Oleander

Oleander – Nerium Oleander

Der Oleander ist der Familie der Hundsgiftgewächsen (Apocynaceae) zugehörig.

Nerium Oleander
Oleander – Nerium Oleander

Er stammt aus dem Mittelmeerraum und dem Orient. Dort in seiner Heimat wächst er hauptsächlich wild an Bach-und Flussläufen.Hier, in unseren Breiten ist der Oleander eine bekannte Liebhaberpflanze.

Wuchs: Diese Kübelpflanze hat einen breit buschigen Wuchs. Sie ist sehr locker verzweigt. Der immergrüne Strauch kann eine Höhe zwischen 1,5 und 3,0 m erreichen. Gern wird er auch als Hochstämmchen gezogen. Die Blätter sind lang, lanzettlich und ledrig.

Bei den Wildformen des Oleanders sind die Blüten ungefüllt und rosa oder weiß gefärbt. Hingegen kommen bei den Zuchtformen auch gefüllte Blüten vor. Die Farbpalette erstreckt sich hier von Dunkelrot über Orange, Lachsfarben und Rosa bis zu Weiß. Durch Züchtung entstand sogar ein Oleander mit gelben Blüten.

Sie erscheinen in doldenartigen Blütenständen. Teilweise verströmen sie einen angenehmen Duft. Dabei riechen gefüllte Sorten mit roten und dunkelrosa Blüten am intensivsten. Oleander mit weißen Blüten duftet dagegen weniger. Die Blüten können einen Durchmesser zwischen 3 und 5 cm erreichen und erscheinen zwischen Juni und Oktober.

Standort: Ab Mitte Mai kann die Kübelpflanze ins Freie umziehen. Der Platz sollte regen- und windgeschützt sein. Der Oleander ist allerdings auch ein wahres Sonnenkind. Temperaturen über 30°C sind kein Problem. Auch ein leicht beschatteter Platz ist möglich.

Pflege: Während der Sommermonate benötigt der Oleander normalerweise viel Wasser. Die Wassermenge ist hierbei von den vorherrschenden Temperaturen abhängig. Bei auftretendem Wassermangel werden die untersten Blätter schnell gelb und fallen ab.

Allerdings verträgt der Oleander kurzzeitig eine Ballentrockenheit. Das Gießwasser sollte immer abgestanden und temperiert sein. Bis August sind wöchentliche Nährstoffgaben erforderlich.

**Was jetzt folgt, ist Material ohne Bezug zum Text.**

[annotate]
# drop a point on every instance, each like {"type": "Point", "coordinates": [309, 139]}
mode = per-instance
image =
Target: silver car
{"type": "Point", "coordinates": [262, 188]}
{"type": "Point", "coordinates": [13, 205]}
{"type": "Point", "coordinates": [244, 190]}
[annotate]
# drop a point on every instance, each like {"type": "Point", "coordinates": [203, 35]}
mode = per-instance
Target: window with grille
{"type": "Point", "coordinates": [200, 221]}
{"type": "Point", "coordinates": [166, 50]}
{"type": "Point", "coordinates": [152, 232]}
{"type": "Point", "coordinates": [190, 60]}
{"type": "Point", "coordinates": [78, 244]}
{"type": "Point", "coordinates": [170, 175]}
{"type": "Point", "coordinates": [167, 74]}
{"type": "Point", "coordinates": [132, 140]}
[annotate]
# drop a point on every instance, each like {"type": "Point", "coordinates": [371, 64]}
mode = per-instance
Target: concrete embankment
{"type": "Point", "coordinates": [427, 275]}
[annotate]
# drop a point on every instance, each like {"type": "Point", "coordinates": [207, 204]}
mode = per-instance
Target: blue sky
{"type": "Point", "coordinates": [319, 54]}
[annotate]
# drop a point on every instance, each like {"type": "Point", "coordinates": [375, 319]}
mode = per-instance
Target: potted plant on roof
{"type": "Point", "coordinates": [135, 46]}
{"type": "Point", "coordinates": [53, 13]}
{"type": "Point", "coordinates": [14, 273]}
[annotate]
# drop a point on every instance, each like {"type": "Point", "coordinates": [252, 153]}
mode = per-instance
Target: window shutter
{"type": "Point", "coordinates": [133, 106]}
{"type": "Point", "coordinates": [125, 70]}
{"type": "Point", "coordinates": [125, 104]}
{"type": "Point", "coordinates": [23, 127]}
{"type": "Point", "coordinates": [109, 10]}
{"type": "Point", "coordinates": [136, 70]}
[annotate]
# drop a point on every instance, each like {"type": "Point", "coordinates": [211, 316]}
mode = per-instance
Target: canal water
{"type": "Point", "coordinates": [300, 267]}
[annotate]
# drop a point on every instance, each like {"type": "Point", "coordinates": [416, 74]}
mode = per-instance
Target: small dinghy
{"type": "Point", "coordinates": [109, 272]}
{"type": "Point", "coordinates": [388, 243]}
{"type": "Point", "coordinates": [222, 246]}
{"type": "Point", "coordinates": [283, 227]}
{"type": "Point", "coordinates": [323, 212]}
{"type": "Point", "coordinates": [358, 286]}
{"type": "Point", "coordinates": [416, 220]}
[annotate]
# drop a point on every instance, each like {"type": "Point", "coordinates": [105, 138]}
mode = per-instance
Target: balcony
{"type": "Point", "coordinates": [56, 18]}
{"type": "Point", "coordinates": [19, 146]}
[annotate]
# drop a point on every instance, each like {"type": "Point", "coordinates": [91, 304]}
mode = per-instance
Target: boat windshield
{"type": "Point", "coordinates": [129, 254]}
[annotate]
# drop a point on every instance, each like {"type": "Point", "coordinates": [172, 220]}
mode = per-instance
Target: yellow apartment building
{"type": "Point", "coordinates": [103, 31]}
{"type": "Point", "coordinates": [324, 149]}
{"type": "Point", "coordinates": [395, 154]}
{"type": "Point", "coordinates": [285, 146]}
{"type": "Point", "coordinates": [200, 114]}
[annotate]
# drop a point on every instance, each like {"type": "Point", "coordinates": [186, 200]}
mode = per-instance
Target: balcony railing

Gelegentlich schneidet man entweder im Herbst oder Frühjahr lange und zu kahle Triebe weg. Haupttriebe werden dabei an der Basis und Verzweigungen an ihrer Ansatzstelle entfernt. Dabei sollte aber zurückhaltend geschnitten werden, da bereits im Vorjahr schon die Blüten angelegt werden.

Gut entwickelte Pflanzen vertragen im Herbst leichten Frost. Hingegen sind sie dafür im Frühjahr desto anfälliger.

Der Oleander muss frostfrei überwintert werden. Ideal ist ein heller Standort bei 4 bis 8°C. Er wird dann fast trocken gehalten.

Im Frühjahr kann dann bei Bedarf umgetopft werden. Allerdings ist dies nur alle paar Jahre erforderlich. Die Pflanzgefäße müssen dementsprechend groß sein. Diese werden dann mit einer Schicht Tonscherben versehen und anschließend mit Einheitserde, vermischt mit 50 g Hornmehl.

Es können Schildläuse auftreten. Alle Teile der Pflanze sind giftig.

Vermehrung: Im Juni / Juli können Kopfstecklinge geschnitten werden. Bei einer mäßigen Bodenwärme bewurzeln diese dann sehr schnell. Sie können einfach aber auch nur in ein Wasserglas gestellt werden. Durch eine Stecklingsvermehrung lassen sich die Sorten (gefülltblühend) erhalten. Hingegen fallen bei Aussaat die Pflanzen oft in ihre ursprüngliche Art zurück.

Verwendung: Oleander brauchen viel Platz. Sehr imposant sind sie als Solitärpflanzen. Der Oleander kommt aber auch sehr gut in einem Verband mit Zitrusbäumchen, Lorbeer, Feige und Bougainvilleen zur Geltung.